Crucifixion by Ekaterina and Anton Daineko

God has held nothing back so why are we so cold, so lacking in charity?  I suggest it is because we hear and then we forget.  We do not protect the candle of our faith from the winds of disbelief.  We let the fake news of the world drown out the good news of what God has done for us.  How many hours have we given to radio and TV  listening to or watching rubbish and how many minutes to the Lord in prayer and reading?   How often are we late for Mass or arrive rushed and distracted with no time to slow down and focus on what we are about to do?  How often do we rush away from Mass, having received Christ in Holy Communion, with hardly a prayer of thanks?  St John Vianney, patron of priests, said that the most important moments of the day are those fifteen minutes after Holy Communion when we are as close to Christ as we will ever get in this world.  He said that if you want to become a saint give that time to Christ in thanksgiving and adoration!  Cherish and meditate on what God has done for you and you will be drawn ever closer to His Heart and you will know His loving care for you.

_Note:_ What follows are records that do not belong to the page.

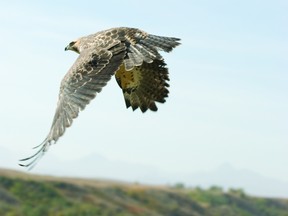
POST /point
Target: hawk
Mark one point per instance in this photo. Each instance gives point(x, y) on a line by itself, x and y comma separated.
point(130, 54)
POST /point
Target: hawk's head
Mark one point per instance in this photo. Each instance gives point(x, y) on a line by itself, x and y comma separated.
point(73, 46)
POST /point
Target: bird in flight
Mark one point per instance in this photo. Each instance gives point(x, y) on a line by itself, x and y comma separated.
point(130, 54)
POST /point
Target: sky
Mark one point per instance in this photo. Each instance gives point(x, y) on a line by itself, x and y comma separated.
point(228, 84)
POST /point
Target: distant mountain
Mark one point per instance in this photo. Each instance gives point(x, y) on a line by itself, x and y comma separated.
point(96, 166)
point(25, 194)
point(227, 177)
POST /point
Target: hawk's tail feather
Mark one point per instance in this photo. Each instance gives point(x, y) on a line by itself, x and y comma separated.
point(31, 161)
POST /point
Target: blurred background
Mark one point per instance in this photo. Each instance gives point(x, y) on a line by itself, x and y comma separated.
point(225, 122)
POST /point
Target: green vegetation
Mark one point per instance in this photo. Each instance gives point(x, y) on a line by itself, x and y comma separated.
point(22, 194)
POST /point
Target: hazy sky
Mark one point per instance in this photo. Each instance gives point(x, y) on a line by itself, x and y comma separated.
point(228, 95)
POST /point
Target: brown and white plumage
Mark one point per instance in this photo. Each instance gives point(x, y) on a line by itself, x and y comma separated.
point(129, 53)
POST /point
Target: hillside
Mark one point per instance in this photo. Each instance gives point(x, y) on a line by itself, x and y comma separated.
point(25, 194)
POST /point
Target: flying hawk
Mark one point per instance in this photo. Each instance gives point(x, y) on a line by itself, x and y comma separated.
point(128, 53)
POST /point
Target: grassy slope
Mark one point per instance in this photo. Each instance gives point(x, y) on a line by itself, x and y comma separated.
point(23, 194)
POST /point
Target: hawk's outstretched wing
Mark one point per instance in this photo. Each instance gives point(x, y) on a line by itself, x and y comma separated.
point(144, 85)
point(89, 74)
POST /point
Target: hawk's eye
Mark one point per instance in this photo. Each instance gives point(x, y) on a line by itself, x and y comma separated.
point(72, 43)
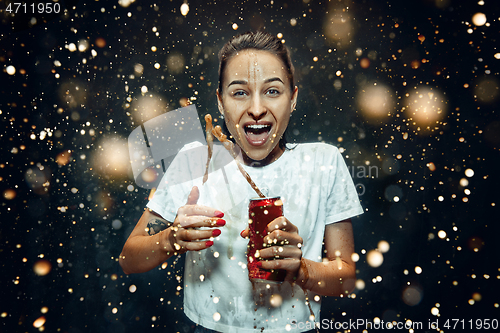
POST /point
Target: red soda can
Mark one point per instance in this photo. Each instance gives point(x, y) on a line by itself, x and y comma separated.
point(261, 212)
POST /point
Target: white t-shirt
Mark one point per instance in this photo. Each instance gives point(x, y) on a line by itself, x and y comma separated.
point(316, 189)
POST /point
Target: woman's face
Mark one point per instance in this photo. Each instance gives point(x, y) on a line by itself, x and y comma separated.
point(257, 103)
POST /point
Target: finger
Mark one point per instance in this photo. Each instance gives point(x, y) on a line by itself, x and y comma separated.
point(190, 210)
point(201, 221)
point(191, 235)
point(281, 223)
point(280, 237)
point(193, 196)
point(282, 252)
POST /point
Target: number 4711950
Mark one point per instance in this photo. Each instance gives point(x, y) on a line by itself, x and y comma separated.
point(39, 8)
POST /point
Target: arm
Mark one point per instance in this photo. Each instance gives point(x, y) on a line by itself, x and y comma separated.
point(153, 241)
point(337, 276)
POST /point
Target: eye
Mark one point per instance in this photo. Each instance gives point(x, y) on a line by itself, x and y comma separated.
point(239, 93)
point(272, 91)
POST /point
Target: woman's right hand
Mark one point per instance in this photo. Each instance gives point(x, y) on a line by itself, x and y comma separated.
point(185, 234)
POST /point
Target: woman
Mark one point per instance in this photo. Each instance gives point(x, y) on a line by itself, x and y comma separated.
point(256, 96)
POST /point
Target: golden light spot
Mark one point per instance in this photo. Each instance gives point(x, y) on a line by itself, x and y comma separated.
point(42, 267)
point(374, 258)
point(39, 322)
point(479, 19)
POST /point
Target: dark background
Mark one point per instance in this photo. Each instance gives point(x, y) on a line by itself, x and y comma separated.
point(65, 119)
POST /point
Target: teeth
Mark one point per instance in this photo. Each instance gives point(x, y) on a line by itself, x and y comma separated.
point(257, 126)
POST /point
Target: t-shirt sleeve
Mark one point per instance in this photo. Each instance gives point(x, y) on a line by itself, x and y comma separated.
point(343, 201)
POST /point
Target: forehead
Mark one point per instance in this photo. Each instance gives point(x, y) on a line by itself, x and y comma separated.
point(255, 63)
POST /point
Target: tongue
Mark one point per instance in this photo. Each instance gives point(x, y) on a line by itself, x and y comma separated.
point(257, 136)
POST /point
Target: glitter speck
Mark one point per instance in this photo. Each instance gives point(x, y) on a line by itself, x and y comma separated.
point(442, 234)
point(374, 258)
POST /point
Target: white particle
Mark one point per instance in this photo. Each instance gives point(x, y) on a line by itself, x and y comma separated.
point(11, 70)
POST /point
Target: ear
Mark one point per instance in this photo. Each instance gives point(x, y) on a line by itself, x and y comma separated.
point(219, 102)
point(294, 97)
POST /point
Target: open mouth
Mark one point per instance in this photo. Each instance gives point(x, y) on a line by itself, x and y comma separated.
point(257, 134)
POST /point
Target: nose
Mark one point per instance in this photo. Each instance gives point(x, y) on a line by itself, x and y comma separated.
point(257, 108)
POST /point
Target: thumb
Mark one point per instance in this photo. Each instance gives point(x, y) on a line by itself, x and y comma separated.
point(193, 196)
point(245, 233)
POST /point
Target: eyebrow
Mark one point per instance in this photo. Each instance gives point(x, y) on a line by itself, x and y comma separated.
point(245, 82)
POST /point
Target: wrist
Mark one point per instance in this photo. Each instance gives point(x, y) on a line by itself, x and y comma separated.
point(303, 274)
point(166, 241)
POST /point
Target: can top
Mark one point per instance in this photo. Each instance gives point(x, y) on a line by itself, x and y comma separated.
point(258, 202)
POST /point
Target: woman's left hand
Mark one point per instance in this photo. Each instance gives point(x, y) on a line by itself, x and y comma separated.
point(283, 244)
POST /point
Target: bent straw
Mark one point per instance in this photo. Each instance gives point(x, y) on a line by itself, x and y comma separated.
point(217, 132)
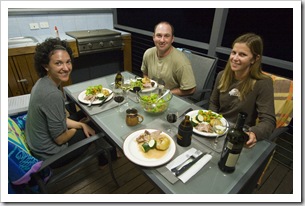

As Catholics we are called to be martyrs.  The word martyr means a ‘witness’.  Unlike in Islam one cannot be a witness, a martyr, by killing anyone.  The only way to be a Catholic martyr is to witness with one’s life to the truth of Christ, to stand up for the truth even if it costs one’s life.  All the saints are martyrs, but though not all of them had to die for Christ, all of them lived for and witnessed to Him.  They did so because they listened and believed, they paid attention to Him and discovered His Presence and His love. 

If we give time to Christ we will find the power to really love and forgive others, to walk the extra mile, to turn the other cheek perhaps even the courage and strength to die for Him.  In getting closer to Christ and what He has done for us we will discover the joy of the Lord and what it means to be truly alive.  We will taste Heaven in this live and gain it in the next.